Baer was world heavyweight champion for a year in 1934 and defeated German fighter Max Schmeling, a favorite of Hitler’s, in New York in 1933 – wearing his Jewishly inflected shorts. In addition to his fighting life, Baer acted in almost 20 movies, including with Myrna Loy, Abbott and Costello and Humphrey Bogart.
Seeing all the real drama in this character’s life, it is hard to imagine what more a fiction writer could add. Jay Neugeboren, however, delivers expanded blows in prose. Baer is a larger-than-life character on the page, described as having “power out of all proportion to his size, stamina that was not vitiated by the high life he favored, and defensive reflexes that kept his face free of welts and scars.”
The book is much more than sports writing. Commentary on the Song of Songs is woven into its pages, as is discussion of love – both of the heterosexual and homosexual variety, sometimes by the same character, as well as interracial relationships. A blind character is in there too, as well as incest and disguised identities, which appear as themes.
Even readers who don’t think themselves interested in sports will enjoy the descriptions and plot developments.
“He loved the fighting itself far more than he admitted or knew,” Neugeboren wrote.
“I believe he loved being lost in an elemental passion for hitting and being hit – in the licensed savagery permitted when, before cheering and bloodthirsty fans, he was free to inflict violence upon another man without the least need to temper the violence with mercy.

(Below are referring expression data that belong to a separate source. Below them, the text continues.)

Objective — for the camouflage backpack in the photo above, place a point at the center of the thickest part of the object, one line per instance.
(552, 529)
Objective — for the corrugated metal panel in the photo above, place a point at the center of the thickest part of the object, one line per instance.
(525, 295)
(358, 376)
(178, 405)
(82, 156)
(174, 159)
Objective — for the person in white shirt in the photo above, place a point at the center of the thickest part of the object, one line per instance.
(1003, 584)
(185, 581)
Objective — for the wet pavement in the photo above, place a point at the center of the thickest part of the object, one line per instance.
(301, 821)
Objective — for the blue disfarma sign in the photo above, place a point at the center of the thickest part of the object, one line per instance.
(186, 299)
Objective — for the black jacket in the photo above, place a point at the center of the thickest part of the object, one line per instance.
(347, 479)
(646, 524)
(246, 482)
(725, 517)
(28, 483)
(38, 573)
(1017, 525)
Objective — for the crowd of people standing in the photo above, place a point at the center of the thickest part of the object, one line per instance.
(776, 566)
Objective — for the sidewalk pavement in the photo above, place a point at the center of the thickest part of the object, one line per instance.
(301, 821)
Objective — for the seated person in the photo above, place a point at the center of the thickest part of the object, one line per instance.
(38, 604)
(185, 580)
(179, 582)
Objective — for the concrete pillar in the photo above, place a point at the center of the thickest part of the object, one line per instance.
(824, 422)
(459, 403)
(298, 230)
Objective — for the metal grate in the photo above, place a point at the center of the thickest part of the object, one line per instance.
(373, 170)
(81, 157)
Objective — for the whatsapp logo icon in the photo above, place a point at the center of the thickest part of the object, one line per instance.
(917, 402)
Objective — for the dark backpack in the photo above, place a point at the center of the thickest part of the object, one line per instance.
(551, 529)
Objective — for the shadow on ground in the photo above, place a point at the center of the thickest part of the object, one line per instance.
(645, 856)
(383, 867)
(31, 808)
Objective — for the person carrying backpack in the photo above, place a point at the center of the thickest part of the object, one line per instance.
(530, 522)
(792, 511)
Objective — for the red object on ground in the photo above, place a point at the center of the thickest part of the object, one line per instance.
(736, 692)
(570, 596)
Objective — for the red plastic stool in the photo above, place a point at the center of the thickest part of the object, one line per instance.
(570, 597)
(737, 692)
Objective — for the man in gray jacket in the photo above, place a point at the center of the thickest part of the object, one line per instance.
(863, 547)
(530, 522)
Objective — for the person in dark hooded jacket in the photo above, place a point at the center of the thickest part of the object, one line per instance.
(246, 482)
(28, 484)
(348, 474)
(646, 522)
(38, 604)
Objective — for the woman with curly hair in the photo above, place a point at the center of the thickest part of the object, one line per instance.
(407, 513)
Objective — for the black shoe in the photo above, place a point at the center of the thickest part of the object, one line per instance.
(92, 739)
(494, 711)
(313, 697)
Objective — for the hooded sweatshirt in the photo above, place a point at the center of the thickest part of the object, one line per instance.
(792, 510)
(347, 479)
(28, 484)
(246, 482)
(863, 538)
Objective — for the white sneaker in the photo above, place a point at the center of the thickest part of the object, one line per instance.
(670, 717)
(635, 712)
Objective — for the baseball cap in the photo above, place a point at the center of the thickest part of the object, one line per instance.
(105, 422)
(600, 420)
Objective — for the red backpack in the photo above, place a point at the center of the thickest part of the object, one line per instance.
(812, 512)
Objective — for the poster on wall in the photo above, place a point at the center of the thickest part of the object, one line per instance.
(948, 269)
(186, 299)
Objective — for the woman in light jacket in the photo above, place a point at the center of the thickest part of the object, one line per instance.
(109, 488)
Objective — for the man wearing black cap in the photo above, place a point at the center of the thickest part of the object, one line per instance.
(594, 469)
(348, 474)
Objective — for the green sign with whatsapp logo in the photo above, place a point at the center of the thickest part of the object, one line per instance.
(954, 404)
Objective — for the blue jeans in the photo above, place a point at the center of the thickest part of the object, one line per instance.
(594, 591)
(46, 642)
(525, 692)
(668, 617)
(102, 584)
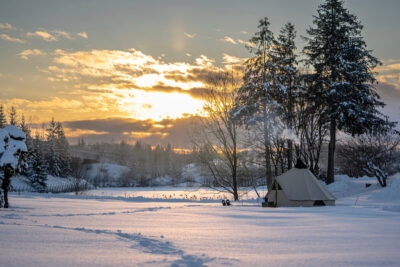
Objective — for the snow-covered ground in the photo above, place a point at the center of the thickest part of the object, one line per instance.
(94, 230)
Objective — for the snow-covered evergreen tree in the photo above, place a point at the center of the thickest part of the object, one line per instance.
(36, 171)
(344, 74)
(62, 147)
(287, 75)
(3, 118)
(254, 100)
(13, 116)
(52, 153)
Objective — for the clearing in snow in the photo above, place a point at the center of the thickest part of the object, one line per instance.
(94, 230)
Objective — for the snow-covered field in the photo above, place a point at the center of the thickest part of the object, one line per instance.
(113, 230)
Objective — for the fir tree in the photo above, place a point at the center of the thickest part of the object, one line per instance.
(13, 116)
(52, 153)
(254, 97)
(36, 172)
(62, 147)
(286, 93)
(3, 119)
(344, 74)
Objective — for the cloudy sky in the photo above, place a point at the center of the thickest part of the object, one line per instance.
(128, 70)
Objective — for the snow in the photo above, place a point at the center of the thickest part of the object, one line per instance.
(111, 173)
(14, 132)
(16, 146)
(3, 139)
(69, 230)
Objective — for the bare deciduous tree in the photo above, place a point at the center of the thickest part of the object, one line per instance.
(217, 133)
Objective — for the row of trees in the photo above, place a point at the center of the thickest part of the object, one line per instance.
(287, 108)
(145, 161)
(48, 149)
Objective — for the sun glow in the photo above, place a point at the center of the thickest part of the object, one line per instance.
(157, 106)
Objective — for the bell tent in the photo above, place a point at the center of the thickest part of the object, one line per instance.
(298, 187)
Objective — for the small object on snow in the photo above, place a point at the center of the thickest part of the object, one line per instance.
(300, 164)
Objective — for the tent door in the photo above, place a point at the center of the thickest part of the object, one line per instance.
(319, 203)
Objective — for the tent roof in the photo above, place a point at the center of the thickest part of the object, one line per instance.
(301, 184)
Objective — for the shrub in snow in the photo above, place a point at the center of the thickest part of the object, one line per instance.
(374, 155)
(12, 147)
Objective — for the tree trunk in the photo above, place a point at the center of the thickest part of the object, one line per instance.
(331, 153)
(8, 172)
(290, 153)
(268, 171)
(234, 174)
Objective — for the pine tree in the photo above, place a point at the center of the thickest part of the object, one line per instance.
(344, 74)
(284, 57)
(52, 153)
(254, 100)
(13, 116)
(3, 119)
(36, 172)
(62, 147)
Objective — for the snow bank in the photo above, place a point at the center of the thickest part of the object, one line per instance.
(106, 174)
(54, 184)
(344, 186)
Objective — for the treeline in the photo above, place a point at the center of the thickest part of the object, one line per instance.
(146, 162)
(48, 149)
(283, 109)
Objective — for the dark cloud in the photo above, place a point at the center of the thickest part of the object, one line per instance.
(390, 95)
(167, 131)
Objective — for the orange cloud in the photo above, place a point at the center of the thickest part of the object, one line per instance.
(11, 39)
(30, 52)
(5, 26)
(228, 39)
(82, 34)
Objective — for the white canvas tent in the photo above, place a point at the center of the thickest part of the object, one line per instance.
(298, 187)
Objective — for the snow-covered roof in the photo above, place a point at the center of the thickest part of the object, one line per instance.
(8, 158)
(301, 184)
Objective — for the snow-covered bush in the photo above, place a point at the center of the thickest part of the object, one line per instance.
(372, 155)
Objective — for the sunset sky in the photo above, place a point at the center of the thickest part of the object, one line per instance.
(128, 70)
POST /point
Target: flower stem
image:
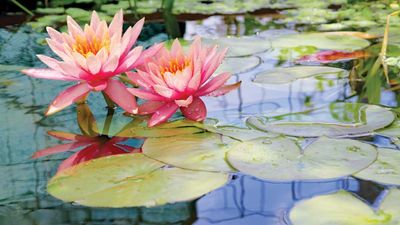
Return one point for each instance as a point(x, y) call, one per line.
point(110, 103)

“He also loved the gratification that came with practicing a craft at which he was a master, and which, like the act of love, and the ecstasy of being in love, fed his desire to take as much pleasure from life as possible, as though the extended moments in which he could give free rein to his power and his desires – whether in the ring or in his romances – served to enhance and heighten his love of life itself.”
These are the words of Horace Littlejohn, the narrator of the book and a possible descendant of the same Falconhurst slaves that gave way to Muhammad Ali.
Littlejohn and his sister Joleen encounter Max Baer at a restaurant when Baer notices the “Long-fingered Littlejohn” he has heard about in the gym.
Littlejohn at first refuses to entertain Baer’s proposal to be a training partner until Baer swings at him and Littlejohn deflects the punch, showing his quick reflexes.
Baer is attracted to the couple for their beauty and because he wants everyone to like him – with one exception.
“The other guy may be the nicest guy in the world, but once the fight starts, we don’t know each other,” he says.
“Once that bell goes ding-dong, all I care about is him feeling the power I got here.”
The true hero of the book is imagination, which allows all characters escape from their lives. Horace, the son Baer has with Joleen, becomes a Bible scholar, writing and publishing a paper at 19. His professor says, “Horace had everything a true scholar needed to succeed – splendid research skills, an admirable work ethic, a passion for his subject, a felicitous prose style, and – above all – what was lacking in most Bible scholars – imagination.”
For any reader who cares about good writing and imagination, lover of boxing or not, Max Baer and the Star of David is required reading.